Der FDP steckt der Mittwoch noch in den Knochen
Mit diesem Stimmungsbild muss FDP-Fraktionschef Christian Dürr bereits am Morgen konfrontiert gewesen sein: Um 9.30 Uhr kündigt er an, einen Antrag einzubringen, um das Gesetz in den Ausschuss zu verweisen und dort aus der „demokratischen Mitte“ an einem Kompromiss zu arbeiten. Den FDP-Abgeordneten steckte da wohl die Entscheidung zwei Tage zuvor in den Knochen.
Am Mittwoch hatte die Union mit Hilfe der FDP und um die Zustimmung der AfD wissend, einen Antrag durch den Bundestag gebracht, mit dem die Regierung etwa aufgefordert wurde, flächendeckend Grenzkontrollen an den deutschen Grenzen einzuführen und Asylsuchende pauschal zurückzuweisen. Der Aufschrei war groß: Die Union war als Initiatorin des Antrags mit dem Vorwurf konfrontiert, die Brandmauer gegen die AfD eingerissen zu haben.
Der Parlamentarische Geschäftsführer der AfD, Bernd Baumann, wähnte sich bereits „in einer neuen Epoche“ – und hoffte auf mehr Macht, indem seine Partei nun dem Gesetzentwurf der Union zu einer notwendigen Mehrheit verhelfen sollte. An der AfD lag es denn auch nicht, dass dieses Vorhaben der Union am Freitag keine Mehrheit erhielt. Bis auf einen Abwesenden stimmte die extrem rechte Partei geschlossen für den Gesetzentwurf der Unionsfraktion.
Parteichefin Alice Weidel machte ihren Rückhalt für die Pläne der Union nach der verlorenen Abstimmung erneut deutlich: „Die AfD steht geschlossen. Es gibt keine Abweichler, die einem berechtigten Anliegen in den Rücken fallen“, sagte sie. Dem CDU-Chef warf sie vor, seine Partei nicht im Griff zu haben. Sie fragte, wer die CDU aktuell führe: „Ist es immer noch Frau Merkel oder ist es Herr Merz?“
„Kehren Sie um“
Damit bezog sie sich auf die Erklärung der ehemaligen Bundeskanzlerin, mit der sie am Donnerstag den CDU-Chef scharf dafür kritisiert hatte, mit seinem Wort gebrochen zu haben und entgegen früherer Ankündigungen Mehrheiten mit der AfD gefunden zu haben. Inwieweit es diese Worte von Merkel waren, die am Freitag bei den Abweichler*innen verfingen, ist unklar.
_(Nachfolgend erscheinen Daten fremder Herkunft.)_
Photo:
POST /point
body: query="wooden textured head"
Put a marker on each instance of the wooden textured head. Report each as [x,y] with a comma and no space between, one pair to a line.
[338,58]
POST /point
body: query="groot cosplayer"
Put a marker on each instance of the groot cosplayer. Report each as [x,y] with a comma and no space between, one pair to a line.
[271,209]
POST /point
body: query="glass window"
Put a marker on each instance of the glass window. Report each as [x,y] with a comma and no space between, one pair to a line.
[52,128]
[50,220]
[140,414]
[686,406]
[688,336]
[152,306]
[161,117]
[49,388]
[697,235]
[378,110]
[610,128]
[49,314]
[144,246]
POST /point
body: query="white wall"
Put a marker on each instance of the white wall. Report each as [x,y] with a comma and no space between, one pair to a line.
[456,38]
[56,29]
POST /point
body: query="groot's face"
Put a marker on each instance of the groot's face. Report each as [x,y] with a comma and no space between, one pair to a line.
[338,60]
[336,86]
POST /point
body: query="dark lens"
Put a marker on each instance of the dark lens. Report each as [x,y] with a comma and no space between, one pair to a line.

Deutlich war jedoch, dass es ein deutliches Unbehagen zumindest bei einigen in der Unionsfraktion gegenüber den Plänen von Merz gab, die Abstimmung zum Zustrombegrenzungsgesetz durchzudrücken. Mehr als 20 Minuten tagte sie am Freitagmittag hinter geschlossenen Türen, nachdem klar war, dass Merz SPD und Grüne nicht für sein Vorhaben gewinnen würde, den Entwurf im Bundestag zu unterstützen. Als die Unionsabgeordneten danach in den Plenarsaal zurückkehrten, gaben sie sich dennoch geschlossen, es auf die Abstimmung ankommen zu lassen.
Daran änderten auch weitere Interventionen nichts, diesmal von SPD und Grünen. „Ich kann Ihnen nur sagen Kollege Merz, kehren Sie um“, sagte SPD-Fraktionschef Rolf Mützenich in der Debatte. Aus der Gruppe der Linken erinnerte deren parlamentarischer Geschäftsführer Christian Görke die Union nochmal an „unsere Kanzlerin Angela Merkel“ und ihre Mahnung. Als SPD und Grüne die Zurückstellung des CDU-Entwurfs in den Ausschuss beantragen, gehen auch die Hände bei den Linken in die Höhe.
Doch eine Mehrheit aus Union, FDP, AfD und BSW: stimmt geschlossen dafür, zur Abstimmung über das Unionsgesetz zu schreiten. Damit schien Friedrich Merz freie Bahn für sein Vorhaben zu haben, sich notfalls auch am rechten Rand der Stimmen zu bedienen. Doch schließlich kam es anders. Nicht einmal die Zustimmung von Sahra Wagenknechts BSW, das sich am Mittwoch noch enthalten hatte, hat gereicht. Fraglich ist jedoch, ob dieses Scheitern eine nachhaltige Wirkung auf die Union haben wird.